ÉMILIE - [00:14:29]: Est-ce qu'il y a beaucoup d'études qui sont faites sur l'eau au Québec?
LISE PARENT - Oui, il y a beaucoup d'études qui portent sur les cours d'eau au Québec et au Canada. Il y a même des organismes, des centres de recherche entièrement consacrés à l'étude de l'eau ou des cours d'eau. Que ce soit au niveau académique, que ce soit au niveau gouvernemental ou même que ce soit dans les groupes environnementaux. Je peux en nommer quelques-uns, comme CentrEau, ça ne s'appelle pas comme ça pour rien, l'INRS Eau, terre et environnement, ou même Eau Secours. Mais il y a d'autres organismes aussi qui ne portent pas le nom « eau », mais qui se préoccupent vraiment grandement des aspects de l'eau. Alors, je pense que c'est le domaine pour lequel il y a le plus de recherches au Québec.
ÉMILIE - Et est-ce que les ministères font aussi des recherches sur l'eau?

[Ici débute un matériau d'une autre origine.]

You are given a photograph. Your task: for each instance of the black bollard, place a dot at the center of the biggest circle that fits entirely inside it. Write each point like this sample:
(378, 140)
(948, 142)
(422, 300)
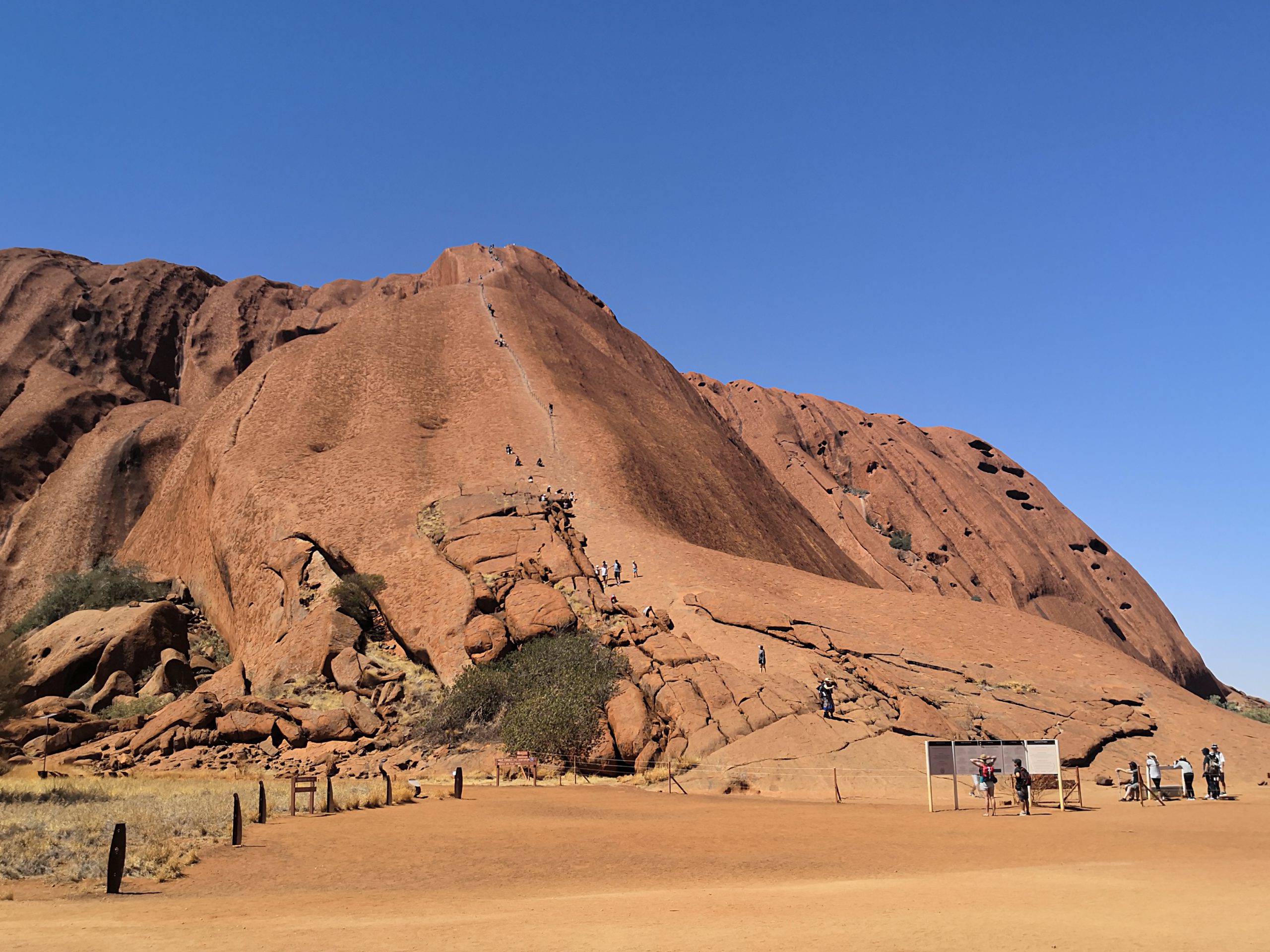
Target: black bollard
(115, 862)
(388, 787)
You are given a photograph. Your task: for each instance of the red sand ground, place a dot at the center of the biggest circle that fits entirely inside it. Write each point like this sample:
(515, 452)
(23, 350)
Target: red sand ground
(618, 869)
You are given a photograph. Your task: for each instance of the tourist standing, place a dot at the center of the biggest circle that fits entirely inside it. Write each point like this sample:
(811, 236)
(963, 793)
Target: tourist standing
(1188, 776)
(988, 776)
(1023, 787)
(1153, 772)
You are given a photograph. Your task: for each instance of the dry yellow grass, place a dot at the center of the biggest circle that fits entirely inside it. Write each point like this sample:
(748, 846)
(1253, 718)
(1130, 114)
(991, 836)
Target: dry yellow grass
(62, 827)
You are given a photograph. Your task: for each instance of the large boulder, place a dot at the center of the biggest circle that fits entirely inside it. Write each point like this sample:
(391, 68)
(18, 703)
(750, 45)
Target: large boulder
(172, 677)
(484, 638)
(67, 654)
(325, 725)
(116, 686)
(534, 608)
(364, 719)
(244, 726)
(628, 720)
(160, 627)
(197, 710)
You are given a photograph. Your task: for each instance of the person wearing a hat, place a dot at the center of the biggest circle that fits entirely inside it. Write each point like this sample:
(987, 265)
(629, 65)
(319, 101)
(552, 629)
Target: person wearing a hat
(988, 776)
(826, 691)
(1023, 787)
(1188, 776)
(1153, 772)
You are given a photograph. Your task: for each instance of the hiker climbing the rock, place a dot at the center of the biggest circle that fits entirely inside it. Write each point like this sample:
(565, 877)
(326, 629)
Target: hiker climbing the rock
(826, 691)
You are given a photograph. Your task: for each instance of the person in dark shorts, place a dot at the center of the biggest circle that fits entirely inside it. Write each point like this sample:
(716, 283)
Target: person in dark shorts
(987, 770)
(1023, 787)
(1188, 776)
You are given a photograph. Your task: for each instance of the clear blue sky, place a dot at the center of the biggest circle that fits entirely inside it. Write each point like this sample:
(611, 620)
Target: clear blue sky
(1046, 224)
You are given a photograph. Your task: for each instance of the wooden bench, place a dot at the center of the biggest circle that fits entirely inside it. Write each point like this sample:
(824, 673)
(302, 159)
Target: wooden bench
(304, 785)
(524, 761)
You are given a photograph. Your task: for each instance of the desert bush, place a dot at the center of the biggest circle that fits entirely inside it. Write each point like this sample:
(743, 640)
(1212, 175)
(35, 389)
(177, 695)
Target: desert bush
(137, 705)
(105, 586)
(356, 593)
(548, 697)
(206, 642)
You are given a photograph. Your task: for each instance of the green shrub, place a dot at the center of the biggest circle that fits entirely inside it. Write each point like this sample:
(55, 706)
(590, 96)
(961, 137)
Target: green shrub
(356, 593)
(137, 705)
(105, 586)
(548, 697)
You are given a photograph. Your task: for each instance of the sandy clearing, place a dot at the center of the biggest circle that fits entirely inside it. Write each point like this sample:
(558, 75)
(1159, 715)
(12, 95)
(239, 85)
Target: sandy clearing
(618, 869)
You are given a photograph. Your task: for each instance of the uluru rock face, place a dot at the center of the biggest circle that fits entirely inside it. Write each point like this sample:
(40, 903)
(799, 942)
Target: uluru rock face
(258, 440)
(981, 526)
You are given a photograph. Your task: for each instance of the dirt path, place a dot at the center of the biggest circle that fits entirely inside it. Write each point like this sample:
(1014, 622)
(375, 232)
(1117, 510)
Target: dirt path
(618, 869)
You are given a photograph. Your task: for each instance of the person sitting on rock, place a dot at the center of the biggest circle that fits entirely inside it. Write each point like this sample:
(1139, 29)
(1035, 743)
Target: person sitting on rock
(1133, 789)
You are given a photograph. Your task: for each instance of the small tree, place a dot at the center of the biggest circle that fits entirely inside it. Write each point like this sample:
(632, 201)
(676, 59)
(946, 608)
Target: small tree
(356, 593)
(105, 586)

LISE PARENT - Tout à fait, les ministères font des recherches sur l'eau. Les ministères fédéraux, évidemment, au niveau gouvernemental, il y a le Centre Saint-Laurent, il y a des centres vraiment spécialisés sur les questions de l'eau. Au niveau provincial, on applique des programmes de la réglementation, alors il y a plein de divisions qui ont le mot «eau» dedans aussi. Alors, c'est vraiment une grande préoccupation.

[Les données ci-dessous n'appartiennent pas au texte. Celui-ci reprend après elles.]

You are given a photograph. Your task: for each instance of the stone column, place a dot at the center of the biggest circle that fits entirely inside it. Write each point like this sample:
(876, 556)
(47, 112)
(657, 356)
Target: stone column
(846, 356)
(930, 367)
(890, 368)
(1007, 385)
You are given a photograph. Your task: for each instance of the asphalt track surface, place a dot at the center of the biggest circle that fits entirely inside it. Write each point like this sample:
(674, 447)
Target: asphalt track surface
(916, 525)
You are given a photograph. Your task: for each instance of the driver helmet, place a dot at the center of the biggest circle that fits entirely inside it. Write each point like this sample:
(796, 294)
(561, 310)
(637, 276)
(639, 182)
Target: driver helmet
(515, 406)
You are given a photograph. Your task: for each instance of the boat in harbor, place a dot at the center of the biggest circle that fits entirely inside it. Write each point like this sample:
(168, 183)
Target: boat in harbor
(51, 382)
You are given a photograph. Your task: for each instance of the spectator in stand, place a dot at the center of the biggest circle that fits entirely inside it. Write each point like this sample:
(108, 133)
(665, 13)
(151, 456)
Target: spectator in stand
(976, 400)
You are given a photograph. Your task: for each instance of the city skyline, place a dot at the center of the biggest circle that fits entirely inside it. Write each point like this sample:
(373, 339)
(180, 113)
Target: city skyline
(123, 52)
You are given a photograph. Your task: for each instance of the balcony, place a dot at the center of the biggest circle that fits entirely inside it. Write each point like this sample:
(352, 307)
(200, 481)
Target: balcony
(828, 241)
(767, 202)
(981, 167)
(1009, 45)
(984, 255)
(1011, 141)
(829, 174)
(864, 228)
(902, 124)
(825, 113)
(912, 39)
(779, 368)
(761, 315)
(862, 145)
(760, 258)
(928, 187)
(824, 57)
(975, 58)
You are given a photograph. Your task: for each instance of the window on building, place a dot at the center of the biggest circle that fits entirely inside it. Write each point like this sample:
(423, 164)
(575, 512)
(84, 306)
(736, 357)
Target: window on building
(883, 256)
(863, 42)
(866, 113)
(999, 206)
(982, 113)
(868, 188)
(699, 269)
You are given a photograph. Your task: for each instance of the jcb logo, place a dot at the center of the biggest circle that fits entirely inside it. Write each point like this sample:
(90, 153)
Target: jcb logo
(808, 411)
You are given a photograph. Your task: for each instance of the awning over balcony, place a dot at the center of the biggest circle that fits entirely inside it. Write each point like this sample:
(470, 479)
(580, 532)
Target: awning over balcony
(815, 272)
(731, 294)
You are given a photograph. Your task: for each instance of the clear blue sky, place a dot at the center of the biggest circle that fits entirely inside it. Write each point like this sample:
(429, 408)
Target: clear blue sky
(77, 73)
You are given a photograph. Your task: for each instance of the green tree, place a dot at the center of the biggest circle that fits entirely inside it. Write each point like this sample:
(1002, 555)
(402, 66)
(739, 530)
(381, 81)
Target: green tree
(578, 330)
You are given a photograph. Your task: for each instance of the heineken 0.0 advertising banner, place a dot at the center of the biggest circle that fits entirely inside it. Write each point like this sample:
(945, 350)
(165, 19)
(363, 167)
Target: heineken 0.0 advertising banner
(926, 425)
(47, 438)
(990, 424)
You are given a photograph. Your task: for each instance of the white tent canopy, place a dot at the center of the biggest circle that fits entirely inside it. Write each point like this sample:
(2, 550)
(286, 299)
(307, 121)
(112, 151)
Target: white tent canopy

ÉMILIE - [00:15:48]: Toi, à travers tes recherches, quelles sont les analyses que tu en as tirées ?
LISE PARENT - Bien moi, je travaille sur l'eau depuis 35 ans. J'ai travaillé dans le privé, dans le public, puis au niveau gouvernemental. Depuis quelques années, je travaille principalement sur la contamination par les pesticides dans les cours d'eau. Moi, je suis éco-toxicologue, j’ai beaucoup touché au niveau des effluents urbains et surtout des effluents industriels. Je pensais que le côté agricole était réglé naïvement, mais non, effectivement, il y a quand même beaucoup de choses à faire. Il y a beaucoup de choses à faire à différents niveaux. En tant qu'éco-toxicologue, je regarde ce qui se passe au niveau des effets des pesticides dans les cours d'eau, puis au niveau des suivis des contaminations dans les cours d'eau, mais aussi je pose des questions par rapport aux politiques publiques, par rapport au processus d'évaluation en écotoxicologie.
ÉMILIE - Est-ce qu’à travers tes études, tu as remarqué qu'il y avait beaucoup de pesticides dans les eaux au Québec?

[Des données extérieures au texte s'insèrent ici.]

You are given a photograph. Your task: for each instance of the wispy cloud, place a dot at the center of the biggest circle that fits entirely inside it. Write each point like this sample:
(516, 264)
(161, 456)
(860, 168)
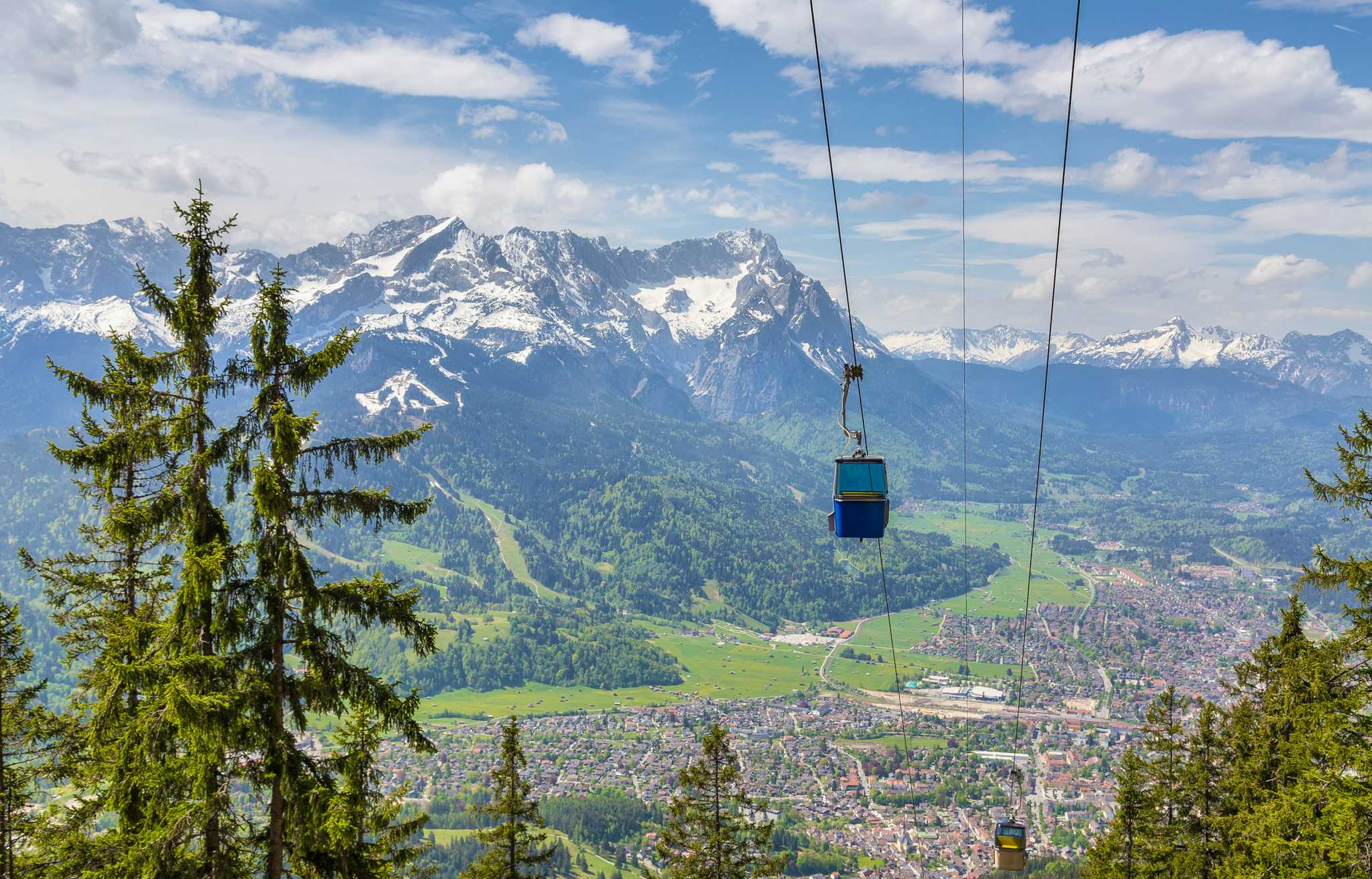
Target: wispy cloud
(593, 42)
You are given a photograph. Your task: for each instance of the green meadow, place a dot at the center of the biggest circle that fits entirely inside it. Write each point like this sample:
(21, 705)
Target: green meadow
(1005, 596)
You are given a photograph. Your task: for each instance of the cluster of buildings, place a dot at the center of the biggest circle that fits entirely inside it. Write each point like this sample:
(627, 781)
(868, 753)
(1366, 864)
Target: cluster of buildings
(832, 764)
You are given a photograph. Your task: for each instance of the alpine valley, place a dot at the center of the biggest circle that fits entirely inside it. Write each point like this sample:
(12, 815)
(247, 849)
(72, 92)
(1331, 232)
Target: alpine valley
(650, 431)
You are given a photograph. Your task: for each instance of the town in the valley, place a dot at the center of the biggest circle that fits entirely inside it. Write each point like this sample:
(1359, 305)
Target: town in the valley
(906, 782)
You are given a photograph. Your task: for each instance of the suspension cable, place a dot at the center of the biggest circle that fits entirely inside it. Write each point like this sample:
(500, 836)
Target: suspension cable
(833, 190)
(1043, 409)
(962, 187)
(856, 369)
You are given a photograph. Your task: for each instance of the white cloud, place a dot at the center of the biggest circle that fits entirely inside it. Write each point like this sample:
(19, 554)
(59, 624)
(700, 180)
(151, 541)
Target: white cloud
(1194, 84)
(872, 165)
(178, 169)
(1352, 7)
(484, 123)
(132, 129)
(493, 198)
(1283, 269)
(870, 33)
(596, 43)
(1348, 218)
(55, 42)
(213, 51)
(870, 200)
(653, 203)
(1231, 173)
(802, 76)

LISE PARENT - Mes études quand même, ça fait seulement 5-6 ans que je travaille là-dessus, c'est certain que nos résultats viennent confirmer finalement ce qui est présenté ou ce qui est mesuré par le gouvernement, par le ministère de l'Environnement. Alors, toutes nos rivières en milieu agricole sont fortement contaminées par les pesticides, c'est certain. Le gouvernement fait des suivis et les rapports sont très éloquents en la matière. Alors, nos travaux viennent corroborer ces données-là. On a des informations sur la contamination en pesticides, mais on a peu d'informations sur les effets, sur les organismes, sur les écosystèmes, sur la biodiversité. C'est ça qui m'intéresse actuellement. C'est là-dessus que je travaille.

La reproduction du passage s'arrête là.